Boats and sailors are different, what works for one may not work for the other. Our boat is 43', a sloop
, and powerful, meaning big sails and lots of power, at times, but it is set up for maximum efficiency and ease of operation.
It can be a lot of work. There are two of us, in our 70's, but because of the way it is laid out, it is easy for us.
Wings was set up as a racing
boat so everything is ultra low friction and very direct for efficiency and boat handling speed. That helps us deal with this big boat.
The halyards and reefing lines are led to the cockpit, as, of course, are the sheets
and guys. Most lines have only one block on deck, otherwise the lead is straight. Any line can be led to any of several winches, including the very large three-speed wide-drum primary winches which make easy work of the heaviest loads or the secondary winches.
But even though we have all this in the cockpit we still have to go forward.
To raise a sail one person goes to the mast and "jumps" the halyard.
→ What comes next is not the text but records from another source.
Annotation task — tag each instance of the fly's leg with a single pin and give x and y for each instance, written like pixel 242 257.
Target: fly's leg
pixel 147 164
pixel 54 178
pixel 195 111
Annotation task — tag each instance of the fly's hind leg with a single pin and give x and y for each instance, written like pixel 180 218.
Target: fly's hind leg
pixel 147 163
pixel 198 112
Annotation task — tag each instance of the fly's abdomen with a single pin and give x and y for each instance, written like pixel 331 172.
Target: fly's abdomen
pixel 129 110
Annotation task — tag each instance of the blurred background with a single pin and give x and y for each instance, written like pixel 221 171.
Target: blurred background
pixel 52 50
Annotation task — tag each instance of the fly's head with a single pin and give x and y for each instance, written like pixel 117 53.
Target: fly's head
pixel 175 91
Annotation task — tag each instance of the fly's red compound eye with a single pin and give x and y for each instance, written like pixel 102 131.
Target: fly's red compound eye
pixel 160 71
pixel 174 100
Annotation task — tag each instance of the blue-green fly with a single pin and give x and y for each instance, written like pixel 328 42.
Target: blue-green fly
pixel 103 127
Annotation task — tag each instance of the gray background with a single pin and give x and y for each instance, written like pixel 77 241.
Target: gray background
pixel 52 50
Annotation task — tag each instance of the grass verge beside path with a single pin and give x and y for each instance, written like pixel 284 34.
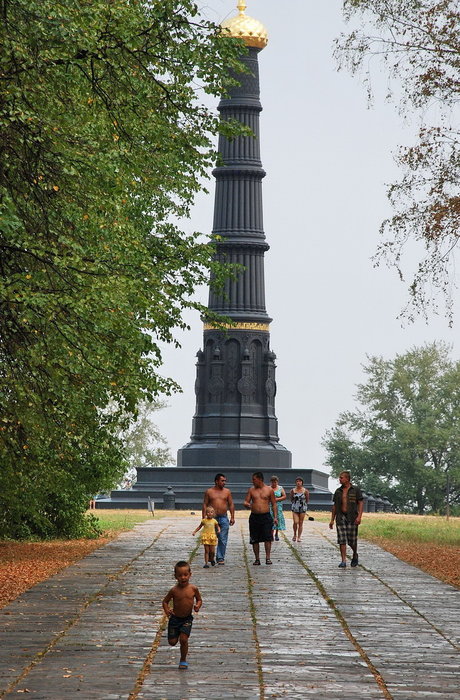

The other person tails it in the cockpit and finishes it off with the winch
. Our sails, even the heavy ones, fly up the mast. Raising sails is fast and easy. (headsails, see below).
To reef a mainsail
(or unreef), again, one person goes forward. In reefing the main must be pulled down and hooked over the horn at the mast while the halyard is eased from the cockpit. Then the halyard and reefing line are taken up in the cockpit on the primary winch. This is a very speedy process, seconds, but it does involve going forward.
It helps that our decks are wide and usually clear so going forward is not difficult; one can literally run forward.
Shaking out a reef is like hoisting the sail, the halyard is eased from the cockpit, the tack is freed, and then the sail is hoisted at the mast, with it being tailed in the cockpit. Again, easy and fast. Again, one person goes forward.
Headsails are a special case. We don't have roller furling
. The headsails must be hooked up at the bow. They can be hoisted at the mast (and tailed in the cockpit) but to take a sail down it must be pulled down from the foredeck while the halyard is eased, aft. We are used to this and we have no problem going forward. Usually our decks are clear and with jack lines led one of us runs forward to do the necessary, with tethers if night time or in rough weather
You can see our cockpit: Not great for lounging or entertaining, but great for working the boat. Every thing is fast and easy and convenient.